I cover my eyes, and I laugh a little. “No, I don’t think we do.”
“It’s flattering.” He tugs my arm off my face. “I just didn’t want to assume.” His eye contact is intense. “Don’t hide from me. You’re not allowed to hide from me.”
Then he sheds his boxer briefs, and my eyes widen at his length and girth. It’s been a while, but he seems slightly above average. Not like “Oh my god, it’ll never fit,” but definitely substantial.
He sits on a towel on the couch and places another one next to him. Then he encourages me to straddle his lap, which I do. His hands go into my hair, and he says, “You can still change your mind. No hard feelings.”
I wiggle against him. “Something is definitely feeling hard.”
“Em.” He searches my expression, not at all into my jokes.
“I want this.” I lean my forehead against his. “I want you.”
“I’ve been turned on since the minute I walked in the house tonight, so I don’t know how long I’ll last,” he says as I guide myself down onto him. “And fuck if you don’t feel amazing.”
“This feels okay?” I watch his strained expression, fascinated that I’m capable of doing this to him.
“You have no idea what you do to me,” he says. “How long I’ve thought about this.” His hands span my back, drawing me tight to him so that each rise and fall brushes our bodies together, chest to chest.
The whole thing is more intimate than I ever expected given our deal, but he kisses me as though I’m all he’s ever wanted, as though doing this with me is the best thing that’s ever happened to him.
And it makes me wish that any of those things were really true, that the feelings I’m caught up in could actually exist between us.
Then his arm is along my spine, his hand on the back of my neck, keeping us tight, and his other hand is on my hip, urging me to go faster as he kisses me deeper.

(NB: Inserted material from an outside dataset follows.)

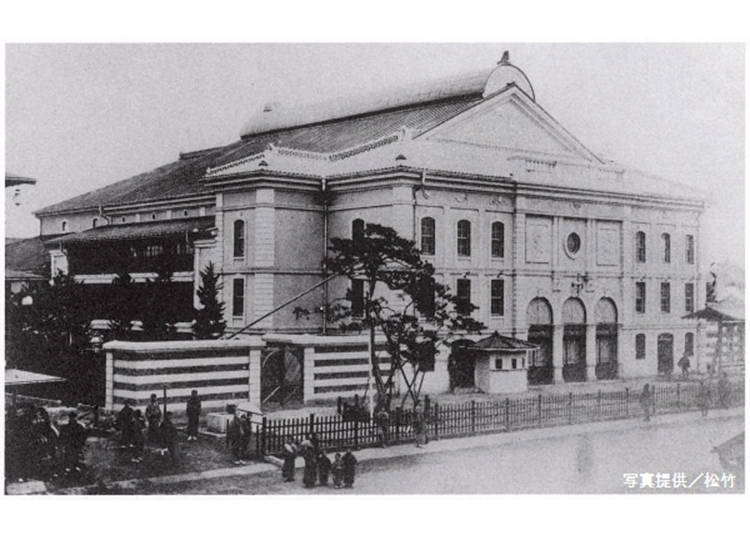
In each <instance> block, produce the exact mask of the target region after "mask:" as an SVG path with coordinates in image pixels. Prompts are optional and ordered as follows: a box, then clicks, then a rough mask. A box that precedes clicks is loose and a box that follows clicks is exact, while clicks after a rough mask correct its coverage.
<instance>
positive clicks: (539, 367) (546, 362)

He breaks the kiss to breathe against my ear, his teeth grazing my earlobe.
“Fuck, Em. You feel so good. I can’t hold on much longer.”
Our cheeks are pressed together, and I murmur, “I want your baby, Trent.”
And he groans as I feel him pulse inside me, his hand holding me in place as he spills himself. His hands sink back into my hair, and he’s kissing me, slow and deep, so gentle that it breaks my heart a little.
“You okay?” he asks, his tone hushed.
“I’m good,” I say. “You?”
“As long as we survive this,” he says, “I’m great.”
We make eye contact, staring at each other for a long beat, and I want to reassure him, promise that this won’t get out of hand, but if this is where we’re starting, I really don’t know. I just don’t know if my feelings will get away from me.
Instead, I decide to take his statement in a different direction.
“You’re not sure you can survive another twelve hours of having sex with me?
” The internet was full of strategies on when and how often we should have sex, but we agreed to keep a narrow window to start.
It’s easier with Amir, and it’s easier with our work schedules.
Plus, I like the idea of keeping things tightly focused. If I don’t get pregnant, we can try something else.
“I told Bruce I’d be late coming in tomorrow,” he says. “More like sixteen hours. This cock is all yours to use as you wish.”
“All mine, huh?” I say, tracing a line down his body with my finger.
“It’s all yours.” He runs his thumb along my cheek. “Every inch.”
“There are a lot of them.”
“You liked that, did you?”
“Did the job.”
“We hope.”
And the banter helps set my mind at ease a little. We’re still just Trent and Emily. Nothing has to change.
“We’re going to survive this,” I say. “I’m sure of it.”